We have assembled the 35 million sequence reads and applied a variety of assembly improvement techniques, creating an assembly of 2.86 billion base pairs that has multiple improvements over previous assemblies: it is more complete, covering more of the genome; thousands of gaps have been closed; many erroneous inversions, deletions, and translocations have been corrected; and thousands of single-nucleotide errors have been corrected. Our evaluation using independent metrics demonstrates that the resulting assembly is substantially more accurate and complete than alternative versions.

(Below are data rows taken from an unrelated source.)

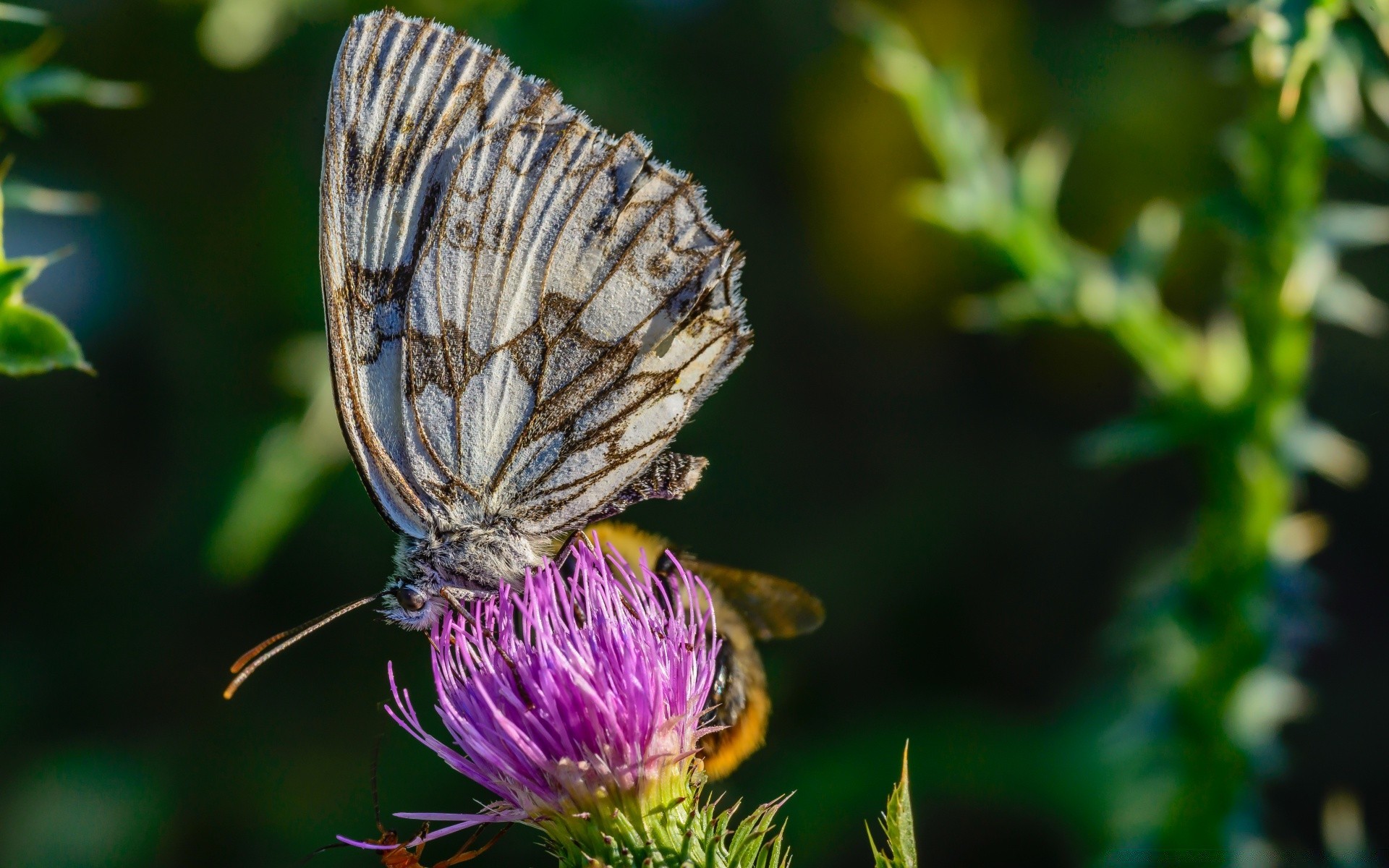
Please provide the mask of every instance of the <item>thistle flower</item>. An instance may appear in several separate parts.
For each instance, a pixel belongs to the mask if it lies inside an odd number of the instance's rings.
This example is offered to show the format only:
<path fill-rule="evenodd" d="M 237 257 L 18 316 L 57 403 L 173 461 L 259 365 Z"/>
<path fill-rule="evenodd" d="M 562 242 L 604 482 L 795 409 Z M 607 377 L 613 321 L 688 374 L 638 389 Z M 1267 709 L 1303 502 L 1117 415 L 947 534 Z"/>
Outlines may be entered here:
<path fill-rule="evenodd" d="M 447 824 L 425 840 L 525 822 L 575 868 L 781 865 L 779 801 L 729 836 L 732 810 L 700 800 L 718 651 L 703 582 L 678 564 L 671 579 L 633 569 L 588 539 L 571 557 L 572 571 L 546 562 L 521 593 L 503 587 L 431 635 L 436 710 L 457 747 L 429 735 L 392 672 L 392 718 L 499 799 L 400 817 Z"/>

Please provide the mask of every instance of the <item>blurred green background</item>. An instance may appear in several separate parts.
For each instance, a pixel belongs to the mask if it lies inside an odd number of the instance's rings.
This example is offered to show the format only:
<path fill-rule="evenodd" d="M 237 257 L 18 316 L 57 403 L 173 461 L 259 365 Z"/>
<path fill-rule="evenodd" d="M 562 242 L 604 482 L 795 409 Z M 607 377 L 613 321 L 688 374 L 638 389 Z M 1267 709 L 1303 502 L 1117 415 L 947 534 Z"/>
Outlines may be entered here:
<path fill-rule="evenodd" d="M 286 510 L 263 568 L 239 575 L 249 567 L 214 543 L 257 454 L 275 461 L 263 436 L 297 424 L 313 386 L 314 344 L 296 339 L 322 321 L 324 103 L 342 32 L 369 8 L 47 7 L 67 35 L 60 61 L 143 82 L 149 101 L 56 108 L 40 137 L 0 142 L 25 179 L 103 203 L 92 217 L 6 214 L 10 254 L 76 243 L 28 297 L 72 326 L 99 375 L 0 379 L 3 865 L 293 865 L 335 833 L 374 833 L 381 732 L 385 811 L 458 811 L 481 796 L 382 714 L 386 660 L 417 690 L 428 676 L 418 636 L 371 617 L 219 697 L 246 647 L 390 569 L 392 535 L 349 469 L 300 494 L 301 521 Z M 1006 272 L 901 215 L 901 186 L 928 165 L 829 3 L 407 11 L 468 28 L 599 124 L 649 136 L 745 244 L 756 350 L 679 439 L 711 468 L 685 501 L 628 514 L 825 600 L 818 633 L 765 649 L 771 742 L 729 799 L 796 790 L 797 864 L 867 864 L 863 822 L 910 737 L 924 864 L 1095 860 L 1113 843 L 1120 774 L 1114 622 L 1185 539 L 1197 496 L 1181 458 L 1075 461 L 1076 439 L 1132 404 L 1118 356 L 1074 332 L 951 328 L 951 304 Z M 1220 22 L 1136 29 L 1101 3 L 899 11 L 938 60 L 974 71 L 1010 139 L 1050 125 L 1071 136 L 1061 217 L 1097 247 L 1147 200 L 1189 204 L 1222 171 L 1217 133 L 1239 104 L 1218 83 Z M 1332 175 L 1338 193 L 1389 200 L 1353 174 Z M 1382 253 L 1349 261 L 1379 294 L 1385 265 Z M 1168 299 L 1203 315 L 1220 275 L 1218 250 L 1183 246 Z M 286 346 L 301 360 L 288 375 Z M 1314 376 L 1313 410 L 1389 456 L 1385 344 L 1325 329 Z M 319 446 L 331 464 L 332 443 Z M 1371 840 L 1389 840 L 1389 479 L 1353 492 L 1311 481 L 1304 503 L 1332 524 L 1307 589 L 1321 608 L 1304 624 L 1314 707 L 1285 731 L 1264 797 L 1279 850 L 1318 864 L 1335 793 L 1363 804 Z M 526 832 L 485 858 L 547 861 Z"/>

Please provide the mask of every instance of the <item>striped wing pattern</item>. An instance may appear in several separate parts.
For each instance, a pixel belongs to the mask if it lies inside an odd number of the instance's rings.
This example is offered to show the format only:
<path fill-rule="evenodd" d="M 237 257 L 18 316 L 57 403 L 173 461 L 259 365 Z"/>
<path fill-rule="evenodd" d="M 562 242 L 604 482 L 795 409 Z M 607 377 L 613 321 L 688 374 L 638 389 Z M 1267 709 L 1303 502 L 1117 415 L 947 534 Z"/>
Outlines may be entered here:
<path fill-rule="evenodd" d="M 360 17 L 321 258 L 343 429 L 399 531 L 582 526 L 751 344 L 689 176 L 450 28 Z"/>

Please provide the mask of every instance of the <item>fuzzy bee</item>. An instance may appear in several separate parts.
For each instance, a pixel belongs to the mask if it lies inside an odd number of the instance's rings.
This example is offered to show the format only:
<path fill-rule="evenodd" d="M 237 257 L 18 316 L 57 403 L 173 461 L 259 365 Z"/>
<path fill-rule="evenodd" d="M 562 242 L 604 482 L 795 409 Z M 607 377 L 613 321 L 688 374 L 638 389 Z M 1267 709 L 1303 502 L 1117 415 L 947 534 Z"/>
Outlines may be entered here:
<path fill-rule="evenodd" d="M 722 778 L 738 768 L 767 737 L 771 696 L 757 643 L 790 639 L 818 628 L 825 608 L 808 590 L 761 572 L 700 560 L 674 549 L 669 540 L 625 522 L 604 521 L 589 528 L 600 544 L 611 546 L 628 564 L 643 558 L 657 574 L 674 569 L 667 551 L 708 586 L 714 622 L 722 644 L 706 725 L 722 726 L 700 742 L 704 771 Z"/>

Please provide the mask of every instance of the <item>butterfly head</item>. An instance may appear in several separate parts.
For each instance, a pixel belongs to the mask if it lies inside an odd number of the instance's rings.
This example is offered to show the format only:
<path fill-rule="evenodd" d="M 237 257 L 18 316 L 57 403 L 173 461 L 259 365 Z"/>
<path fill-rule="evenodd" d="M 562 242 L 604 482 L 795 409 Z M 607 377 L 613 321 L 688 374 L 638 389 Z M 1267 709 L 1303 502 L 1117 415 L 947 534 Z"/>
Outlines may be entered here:
<path fill-rule="evenodd" d="M 428 631 L 460 601 L 519 586 L 539 567 L 542 546 L 508 528 L 469 528 L 425 537 L 401 536 L 396 572 L 382 592 L 382 614 L 410 631 Z"/>

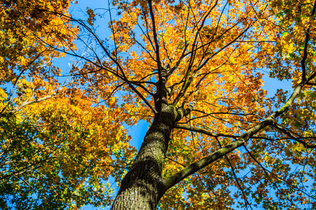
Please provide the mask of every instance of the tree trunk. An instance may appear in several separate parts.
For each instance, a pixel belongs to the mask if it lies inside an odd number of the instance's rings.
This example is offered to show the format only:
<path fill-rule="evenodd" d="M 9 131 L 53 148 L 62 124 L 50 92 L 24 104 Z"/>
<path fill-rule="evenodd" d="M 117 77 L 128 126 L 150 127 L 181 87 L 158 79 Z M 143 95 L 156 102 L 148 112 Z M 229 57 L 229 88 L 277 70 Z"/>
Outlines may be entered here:
<path fill-rule="evenodd" d="M 168 106 L 155 117 L 111 210 L 156 209 L 165 192 L 162 174 L 176 116 L 174 106 Z"/>

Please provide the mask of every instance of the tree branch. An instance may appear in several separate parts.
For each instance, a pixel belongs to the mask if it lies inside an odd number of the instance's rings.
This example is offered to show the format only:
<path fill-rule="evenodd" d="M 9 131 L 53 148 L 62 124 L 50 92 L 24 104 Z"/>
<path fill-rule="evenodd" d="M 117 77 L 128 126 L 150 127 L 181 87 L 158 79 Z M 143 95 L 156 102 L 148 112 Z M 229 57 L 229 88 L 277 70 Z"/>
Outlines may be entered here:
<path fill-rule="evenodd" d="M 282 113 L 286 112 L 296 96 L 301 92 L 304 83 L 302 82 L 298 84 L 294 89 L 291 97 L 287 102 L 278 110 L 275 111 L 270 116 L 248 130 L 244 134 L 242 134 L 237 141 L 235 141 L 230 144 L 223 147 L 222 148 L 213 152 L 209 155 L 190 164 L 185 169 L 176 173 L 175 174 L 169 176 L 166 179 L 164 180 L 164 190 L 166 191 L 170 188 L 182 181 L 183 178 L 195 174 L 197 171 L 207 166 L 208 164 L 213 162 L 214 161 L 224 157 L 225 155 L 233 151 L 236 148 L 242 146 L 244 144 L 249 141 L 249 139 L 255 134 L 261 131 L 263 127 L 267 125 L 271 125 L 273 123 L 273 120 L 275 118 L 278 117 Z M 176 125 L 178 126 L 178 125 Z"/>

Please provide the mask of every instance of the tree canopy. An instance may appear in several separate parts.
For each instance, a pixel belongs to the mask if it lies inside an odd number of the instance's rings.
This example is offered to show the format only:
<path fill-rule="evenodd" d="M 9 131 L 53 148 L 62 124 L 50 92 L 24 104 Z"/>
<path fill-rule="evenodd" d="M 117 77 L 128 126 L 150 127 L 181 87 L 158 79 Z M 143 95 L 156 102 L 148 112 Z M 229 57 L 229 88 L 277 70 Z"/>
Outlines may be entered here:
<path fill-rule="evenodd" d="M 316 209 L 316 1 L 77 3 L 0 0 L 1 209 Z"/>

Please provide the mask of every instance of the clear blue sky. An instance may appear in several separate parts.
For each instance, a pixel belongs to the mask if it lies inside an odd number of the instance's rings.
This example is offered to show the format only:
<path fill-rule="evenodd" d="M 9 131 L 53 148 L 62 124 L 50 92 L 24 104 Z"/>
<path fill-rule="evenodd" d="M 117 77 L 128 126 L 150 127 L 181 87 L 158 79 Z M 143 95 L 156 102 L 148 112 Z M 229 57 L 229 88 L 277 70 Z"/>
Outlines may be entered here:
<path fill-rule="evenodd" d="M 77 4 L 72 4 L 70 7 L 70 12 L 74 18 L 79 18 L 82 19 L 86 19 L 84 18 L 84 12 L 86 11 L 87 7 L 92 9 L 97 8 L 107 8 L 107 1 L 98 1 L 98 0 L 79 0 Z M 98 12 L 101 12 L 102 10 L 98 10 Z M 114 18 L 116 15 L 116 11 L 112 13 Z M 107 16 L 103 18 L 103 19 L 98 19 L 96 22 L 95 25 L 99 25 L 97 31 L 98 34 L 103 34 L 104 38 L 109 38 L 110 36 L 110 31 L 107 28 L 107 23 L 109 19 L 107 18 Z M 63 62 L 60 62 L 60 64 L 66 66 L 67 64 Z M 283 90 L 290 90 L 291 92 L 292 85 L 291 81 L 284 80 L 282 83 L 277 80 L 277 79 L 270 78 L 265 74 L 263 76 L 263 80 L 265 81 L 264 88 L 268 91 L 267 97 L 272 97 L 275 94 L 277 89 L 282 88 Z M 132 140 L 130 142 L 131 146 L 135 146 L 138 150 L 140 147 L 141 143 L 143 141 L 143 137 L 148 129 L 149 125 L 145 122 L 139 122 L 138 125 L 133 127 L 126 127 L 129 130 L 129 134 L 131 135 Z M 117 188 L 116 188 L 116 191 L 117 192 Z M 92 208 L 91 206 L 86 206 L 81 209 L 91 210 L 91 209 L 110 209 L 110 208 Z"/>

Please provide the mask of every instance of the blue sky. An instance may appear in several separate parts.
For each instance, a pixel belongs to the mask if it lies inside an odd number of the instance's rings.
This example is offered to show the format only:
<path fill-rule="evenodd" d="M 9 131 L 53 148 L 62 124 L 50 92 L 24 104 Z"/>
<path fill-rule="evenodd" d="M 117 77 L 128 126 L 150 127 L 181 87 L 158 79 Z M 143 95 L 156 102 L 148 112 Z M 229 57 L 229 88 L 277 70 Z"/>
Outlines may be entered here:
<path fill-rule="evenodd" d="M 108 8 L 107 1 L 98 1 L 98 0 L 82 0 L 78 1 L 77 4 L 72 4 L 70 8 L 71 14 L 73 18 L 86 19 L 84 17 L 84 12 L 87 7 L 91 8 L 92 9 L 98 8 Z M 98 11 L 100 12 L 101 10 Z M 114 10 L 112 15 L 115 17 L 116 11 Z M 104 37 L 102 38 L 109 38 L 110 35 L 110 31 L 107 28 L 107 23 L 109 19 L 107 18 L 107 16 L 103 17 L 101 19 L 98 19 L 95 25 L 99 25 L 98 27 L 98 34 L 103 34 Z M 68 61 L 64 62 L 60 60 L 60 65 L 64 67 L 67 67 Z M 283 80 L 279 82 L 277 79 L 270 78 L 268 77 L 267 74 L 265 74 L 263 76 L 263 80 L 265 81 L 264 88 L 267 90 L 268 94 L 267 97 L 272 97 L 275 94 L 277 89 L 282 88 L 284 90 L 292 90 L 291 81 Z M 143 141 L 143 137 L 148 129 L 149 124 L 145 122 L 138 122 L 138 123 L 132 127 L 126 127 L 129 130 L 129 134 L 131 135 L 132 140 L 131 141 L 131 144 L 139 149 L 141 143 Z M 117 188 L 116 188 L 116 191 L 117 192 Z M 86 206 L 82 208 L 82 209 L 110 209 L 110 208 L 92 208 L 91 206 Z"/>

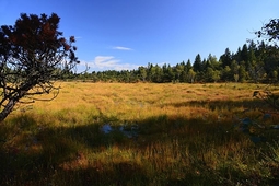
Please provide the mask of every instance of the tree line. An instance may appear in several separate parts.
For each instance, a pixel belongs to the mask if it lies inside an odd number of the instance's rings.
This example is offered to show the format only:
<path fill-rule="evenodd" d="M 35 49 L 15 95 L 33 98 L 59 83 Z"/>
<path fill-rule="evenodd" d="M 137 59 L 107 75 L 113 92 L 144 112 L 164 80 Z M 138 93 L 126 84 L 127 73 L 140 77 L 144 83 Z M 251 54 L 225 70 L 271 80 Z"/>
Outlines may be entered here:
<path fill-rule="evenodd" d="M 276 46 L 253 40 L 232 53 L 229 48 L 219 59 L 209 54 L 201 58 L 198 54 L 175 66 L 148 63 L 135 70 L 106 70 L 74 74 L 68 72 L 63 80 L 83 80 L 92 82 L 277 82 L 279 77 L 279 50 Z"/>

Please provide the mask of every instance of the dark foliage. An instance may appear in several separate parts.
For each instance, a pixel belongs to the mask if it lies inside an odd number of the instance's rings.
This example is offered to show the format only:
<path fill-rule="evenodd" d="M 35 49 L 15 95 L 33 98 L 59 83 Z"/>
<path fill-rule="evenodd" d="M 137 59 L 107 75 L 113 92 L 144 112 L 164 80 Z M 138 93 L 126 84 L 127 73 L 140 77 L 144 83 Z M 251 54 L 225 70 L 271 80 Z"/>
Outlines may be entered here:
<path fill-rule="evenodd" d="M 79 62 L 74 55 L 77 47 L 72 46 L 75 39 L 71 36 L 68 42 L 62 37 L 58 31 L 59 21 L 55 13 L 50 16 L 21 14 L 13 26 L 1 26 L 0 121 L 21 98 L 58 90 L 54 80 Z"/>

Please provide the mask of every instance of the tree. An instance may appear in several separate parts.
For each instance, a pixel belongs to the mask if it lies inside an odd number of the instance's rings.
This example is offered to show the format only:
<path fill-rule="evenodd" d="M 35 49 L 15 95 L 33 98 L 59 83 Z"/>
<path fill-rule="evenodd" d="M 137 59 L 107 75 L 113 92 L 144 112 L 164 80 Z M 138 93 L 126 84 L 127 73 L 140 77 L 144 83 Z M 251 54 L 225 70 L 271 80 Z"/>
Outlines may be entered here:
<path fill-rule="evenodd" d="M 232 55 L 229 48 L 225 48 L 224 54 L 220 57 L 220 60 L 222 61 L 222 67 L 225 68 L 225 66 L 231 66 L 232 62 Z"/>
<path fill-rule="evenodd" d="M 56 92 L 54 81 L 79 63 L 77 50 L 58 31 L 60 18 L 53 13 L 21 14 L 13 26 L 0 28 L 0 121 L 23 97 L 34 102 L 37 94 Z"/>

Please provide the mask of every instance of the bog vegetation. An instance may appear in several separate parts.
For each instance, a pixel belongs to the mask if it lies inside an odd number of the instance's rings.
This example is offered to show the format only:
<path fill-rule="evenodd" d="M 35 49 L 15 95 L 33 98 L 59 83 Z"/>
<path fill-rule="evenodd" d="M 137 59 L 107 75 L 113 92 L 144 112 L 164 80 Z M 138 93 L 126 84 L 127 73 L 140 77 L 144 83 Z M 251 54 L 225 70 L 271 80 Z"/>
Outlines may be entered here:
<path fill-rule="evenodd" d="M 1 185 L 279 182 L 278 131 L 268 129 L 279 116 L 252 96 L 265 84 L 59 85 L 56 101 L 22 105 L 0 126 Z M 247 118 L 266 129 L 243 128 Z"/>
<path fill-rule="evenodd" d="M 278 19 L 256 32 L 272 45 L 84 74 L 58 23 L 22 14 L 1 26 L 0 185 L 279 183 Z"/>

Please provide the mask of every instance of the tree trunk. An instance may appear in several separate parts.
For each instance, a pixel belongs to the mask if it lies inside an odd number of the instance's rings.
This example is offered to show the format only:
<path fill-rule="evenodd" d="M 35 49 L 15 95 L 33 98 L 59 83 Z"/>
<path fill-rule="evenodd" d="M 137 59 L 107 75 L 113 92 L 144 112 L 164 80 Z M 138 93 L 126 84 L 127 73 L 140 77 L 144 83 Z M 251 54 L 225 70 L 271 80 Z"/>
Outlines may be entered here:
<path fill-rule="evenodd" d="M 14 100 L 10 100 L 5 105 L 4 109 L 0 113 L 0 124 L 7 118 L 7 116 L 13 111 L 16 102 Z"/>

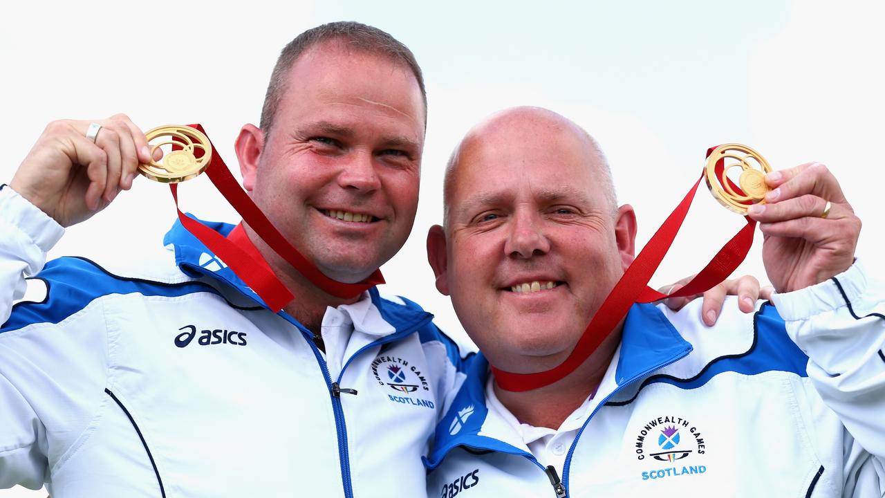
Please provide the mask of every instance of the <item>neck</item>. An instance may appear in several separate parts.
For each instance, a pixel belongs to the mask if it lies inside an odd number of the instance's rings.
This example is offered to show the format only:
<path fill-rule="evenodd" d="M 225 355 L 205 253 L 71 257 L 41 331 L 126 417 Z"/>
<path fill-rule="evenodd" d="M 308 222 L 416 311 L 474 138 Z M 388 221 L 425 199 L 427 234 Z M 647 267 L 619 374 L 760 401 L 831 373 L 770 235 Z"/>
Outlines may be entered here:
<path fill-rule="evenodd" d="M 274 275 L 295 295 L 295 300 L 283 309 L 315 335 L 319 333 L 327 307 L 335 307 L 359 300 L 360 296 L 343 299 L 319 289 L 271 249 L 251 227 L 245 222 L 242 225 L 249 240 L 267 261 Z"/>
<path fill-rule="evenodd" d="M 568 416 L 596 392 L 620 342 L 621 326 L 613 331 L 577 370 L 565 377 L 531 391 L 504 391 L 497 382 L 495 395 L 524 424 L 558 429 Z"/>

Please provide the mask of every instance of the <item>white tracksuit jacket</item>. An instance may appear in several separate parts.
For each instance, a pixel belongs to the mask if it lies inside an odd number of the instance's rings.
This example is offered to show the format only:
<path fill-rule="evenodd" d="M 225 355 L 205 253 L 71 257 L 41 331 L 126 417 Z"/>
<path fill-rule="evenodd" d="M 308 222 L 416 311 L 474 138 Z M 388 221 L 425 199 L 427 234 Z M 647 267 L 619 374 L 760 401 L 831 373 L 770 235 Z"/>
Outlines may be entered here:
<path fill-rule="evenodd" d="M 62 231 L 0 190 L 0 488 L 423 494 L 421 456 L 464 377 L 429 314 L 372 289 L 327 310 L 327 360 L 179 224 L 128 273 L 77 258 L 42 268 Z M 44 296 L 11 307 L 42 283 Z"/>
<path fill-rule="evenodd" d="M 635 305 L 555 479 L 487 409 L 477 355 L 437 427 L 427 494 L 881 498 L 883 298 L 855 263 L 775 296 L 777 309 L 727 302 L 713 328 L 699 300 L 678 313 Z"/>

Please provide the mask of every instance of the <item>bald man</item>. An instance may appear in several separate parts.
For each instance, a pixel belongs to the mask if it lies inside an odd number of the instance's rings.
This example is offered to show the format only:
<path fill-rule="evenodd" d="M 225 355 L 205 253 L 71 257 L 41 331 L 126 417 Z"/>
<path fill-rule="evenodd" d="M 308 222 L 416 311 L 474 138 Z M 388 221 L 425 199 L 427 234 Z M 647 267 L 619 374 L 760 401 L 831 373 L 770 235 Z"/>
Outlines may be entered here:
<path fill-rule="evenodd" d="M 854 261 L 860 222 L 825 167 L 766 178 L 750 216 L 778 291 L 752 315 L 634 305 L 573 372 L 525 392 L 489 364 L 562 363 L 634 260 L 635 214 L 578 125 L 510 109 L 452 155 L 428 259 L 479 346 L 437 426 L 427 494 L 881 496 L 883 289 Z"/>

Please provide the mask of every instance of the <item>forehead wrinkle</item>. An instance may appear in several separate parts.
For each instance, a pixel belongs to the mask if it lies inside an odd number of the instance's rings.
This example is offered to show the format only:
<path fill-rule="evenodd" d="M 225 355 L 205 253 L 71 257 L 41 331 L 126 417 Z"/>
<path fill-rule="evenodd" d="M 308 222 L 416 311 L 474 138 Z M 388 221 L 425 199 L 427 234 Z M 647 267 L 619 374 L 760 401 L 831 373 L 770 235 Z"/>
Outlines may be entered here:
<path fill-rule="evenodd" d="M 345 138 L 350 138 L 357 135 L 356 130 L 351 127 L 342 126 L 327 121 L 310 122 L 304 125 L 304 128 L 309 129 L 318 129 L 322 133 L 327 133 L 329 135 L 335 135 Z M 420 147 L 420 144 L 412 138 L 409 138 L 408 136 L 385 136 L 382 137 L 381 140 L 388 146 Z"/>
<path fill-rule="evenodd" d="M 506 191 L 480 192 L 476 195 L 471 196 L 461 203 L 460 208 L 458 210 L 459 214 L 458 217 L 460 218 L 465 215 L 469 215 L 471 213 L 481 207 L 500 206 L 511 198 L 512 198 L 512 195 Z"/>
<path fill-rule="evenodd" d="M 335 124 L 327 121 L 319 121 L 309 122 L 304 125 L 304 128 L 318 128 L 319 131 L 324 133 L 328 133 L 332 135 L 338 135 L 342 136 L 353 136 L 357 132 L 350 127 L 342 126 L 339 124 Z"/>
<path fill-rule="evenodd" d="M 389 105 L 388 104 L 384 104 L 383 102 L 375 102 L 374 100 L 372 100 L 372 99 L 369 99 L 369 98 L 365 98 L 365 97 L 358 97 L 357 98 L 362 100 L 363 102 L 365 102 L 366 104 L 371 104 L 373 105 L 380 105 L 381 107 L 384 107 L 385 109 L 389 109 L 389 110 L 393 111 L 394 113 L 396 113 L 398 114 L 401 114 L 403 116 L 405 116 L 405 117 L 409 118 L 410 120 L 414 120 L 415 119 L 414 116 L 412 116 L 412 115 L 407 113 L 404 113 L 403 111 L 400 111 L 399 109 L 394 107 L 393 105 Z"/>

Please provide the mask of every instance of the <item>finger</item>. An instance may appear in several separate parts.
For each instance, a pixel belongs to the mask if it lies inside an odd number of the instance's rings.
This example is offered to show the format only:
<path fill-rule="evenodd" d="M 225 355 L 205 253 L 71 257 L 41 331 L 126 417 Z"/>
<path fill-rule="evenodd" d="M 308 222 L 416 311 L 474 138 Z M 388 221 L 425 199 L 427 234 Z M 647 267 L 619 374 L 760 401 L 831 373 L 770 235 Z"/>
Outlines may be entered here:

By using independent mapping data and conserved synteny between the cow and human genomes, we were able to construct an assembly with excellent large-scale contiguity in which a large majority (approximately 91%) of the genome has been placed onto the 30 B. taurus chromosomes. We constructed a new cow-human synteny map that expands upon previous maps. We also identified for the first time a portion of the B. taurus Y chromosome.